2020 M&A Activity Starts Strong After Record 2019

CAPTRUST has continued its serial acquisitions, but the biggest merger and acquisition news of early 2020 has been the acquisition of Legg Mason by Franklin Templeton.

As PLANADVISER has reported, the pressure for financial services firms to add scale and the pervasiveness of prepared buyers who hold significant capital in a low interest rate environment continue to fuel record merger and acquisition (M&A) transaction activity.

After 2019 proved to be a record year for both registered investment advisers (RIAs) and independent broker/dealers (IBDs) in terms of M&A activity, 2020 is off to a quick start.

Among the deals inked so far is CAPTRUST’s acquisition of Fountain Financial Associates, a wealth management practice based in Wilmington, North Carolina. Fountain Financial Associates brings to CAPTRUST five advisers and an equal number of support staff, advising on assets of $654 million

Through its M&A activity, CAPTRUST says it is eagerly building business models that can support advisers working with both private wealth management and institutional clients. The company’s leadership building a firm that does both private wealth and institutional retirement plan business is about creating a holistic service ecosystem that clients want and need, especially as the defined contribution (DC) plan system matures and becomes a key component of individuals’ retirement income.

Early 2020 M&A news has also featured DiMeo Schneider & Associates LLC and Fiduciary Investment Advisors LLC (FIA). The firms announced in late January that they are combining to make one RIA, with approximately $180 billion in assets under advisement. Of the assets under advisement, approximately $140 billion is defined contribution assets, of which approximately one-quarter—more than 100 clients—is 403(b) plans.

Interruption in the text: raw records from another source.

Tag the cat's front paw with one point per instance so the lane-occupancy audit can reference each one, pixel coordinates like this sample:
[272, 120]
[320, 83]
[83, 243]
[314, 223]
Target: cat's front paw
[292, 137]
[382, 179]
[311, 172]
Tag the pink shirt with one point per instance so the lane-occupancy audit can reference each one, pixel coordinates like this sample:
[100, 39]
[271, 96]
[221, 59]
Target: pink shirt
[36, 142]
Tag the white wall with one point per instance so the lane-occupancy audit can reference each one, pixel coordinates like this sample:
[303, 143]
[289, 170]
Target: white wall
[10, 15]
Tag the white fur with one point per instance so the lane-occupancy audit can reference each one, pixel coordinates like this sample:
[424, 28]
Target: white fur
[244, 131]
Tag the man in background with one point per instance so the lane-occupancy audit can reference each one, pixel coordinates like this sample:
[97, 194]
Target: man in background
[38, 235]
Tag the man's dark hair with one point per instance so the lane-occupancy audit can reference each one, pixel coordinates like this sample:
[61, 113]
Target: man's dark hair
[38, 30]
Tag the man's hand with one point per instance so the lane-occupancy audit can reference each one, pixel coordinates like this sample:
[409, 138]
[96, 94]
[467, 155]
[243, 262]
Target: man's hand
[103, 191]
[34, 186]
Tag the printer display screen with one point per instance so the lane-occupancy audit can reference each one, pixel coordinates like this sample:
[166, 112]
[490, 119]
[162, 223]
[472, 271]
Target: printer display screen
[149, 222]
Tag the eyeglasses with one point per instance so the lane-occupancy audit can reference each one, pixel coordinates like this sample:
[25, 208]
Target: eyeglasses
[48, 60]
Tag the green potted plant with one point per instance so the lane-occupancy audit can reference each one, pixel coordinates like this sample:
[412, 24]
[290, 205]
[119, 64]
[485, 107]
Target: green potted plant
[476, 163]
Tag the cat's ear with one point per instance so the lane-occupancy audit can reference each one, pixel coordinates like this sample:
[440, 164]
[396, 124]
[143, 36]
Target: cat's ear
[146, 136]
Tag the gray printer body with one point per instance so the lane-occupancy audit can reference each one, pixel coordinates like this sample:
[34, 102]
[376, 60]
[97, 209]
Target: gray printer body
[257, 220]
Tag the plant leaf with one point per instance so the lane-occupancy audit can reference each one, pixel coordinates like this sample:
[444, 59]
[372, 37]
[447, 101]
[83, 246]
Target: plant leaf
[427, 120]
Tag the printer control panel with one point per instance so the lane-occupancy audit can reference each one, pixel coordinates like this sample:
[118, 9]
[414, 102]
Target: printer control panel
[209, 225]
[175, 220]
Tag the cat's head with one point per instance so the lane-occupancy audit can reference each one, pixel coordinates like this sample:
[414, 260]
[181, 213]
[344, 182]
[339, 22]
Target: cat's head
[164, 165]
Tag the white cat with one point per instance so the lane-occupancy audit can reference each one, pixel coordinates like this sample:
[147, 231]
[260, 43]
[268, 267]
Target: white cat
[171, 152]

Michael Goss, managing partner at FIA, says each of the two firms had grown in their own region and the combination will allow for a single organization to gain a national presence. The firm will have offices in seven locations (Austin, Texas; Boston; Chicago; Hartford, Connecticut; Los Angeles; Portland, Maine; and Washington, D.C.) and serve more than 500 clients, including retirement plans, endowments/foundations and private clients. The combined firm will have a presence in 47 states.

While substantial in their own rights, the FIA-DiMeo and CAPTRUST acquisitions were dwarfed by another early 2020 transaction—the recently revealed acquisition of Legg Mason by Franklin Templeton. According to the firms, the acquisition of Legg Mason and its multiple investment affiliates, which collectively manage more than $806 billion in assets as of January 31, will establish Franklin Templeton as one of the world’s largest independent, specialized global investment managers with a combined $1.5 trillion in assets under management (AUM) across one of the broadest ranges of investment teams in the industry. The combined footprint of the organization will significantly deepen Franklin Templeton’s presence in key geographies, the leadership team says, and create an expansive investment platform that is well balanced between institutional and retail client assets. In addition, the combined platform creates a strong separately managed account business.

“This is a landmark acquisition for our organization that unlocks substantial value and growth opportunities driven by greater scale, diversity and balance across investment strategies, distribution channels and geographies,” Greg Johnson, executive chairman of the board of Franklin Resources Inc., says of the news. “Our complementary strengths will enhance our strategic positioning and long-term growth potential, while also delivering on our goal of creating a more balanced and diversified organization that is competitively positioned to serve more clients in more places.”

Looking ahead, both Fidelity and PwC have recently published new research analyzing the ongoing wave of merger and acquisition activity in the financial services industry. According to PwC’s reporting, the industry has never been so ripe for consolidation. The firm cites “fundamental challenges” to the sector’s business models and pricing structures that will “probably trigger another wave of consolidation in coming quarters.”

Fidelity’s analysis reaches similar conclusions, showing 74% of firms that have recently made acquisitions or entered into a merger are planning to conduct more M&A activity in the future.

According to PwC, in addition to advisers and recordkeepers, other subsets of the financial services industry are seeing their own consolidation pressures. For example, the firm projects that 20% of mutual fund asset managers will be acquired or eliminated by 2025.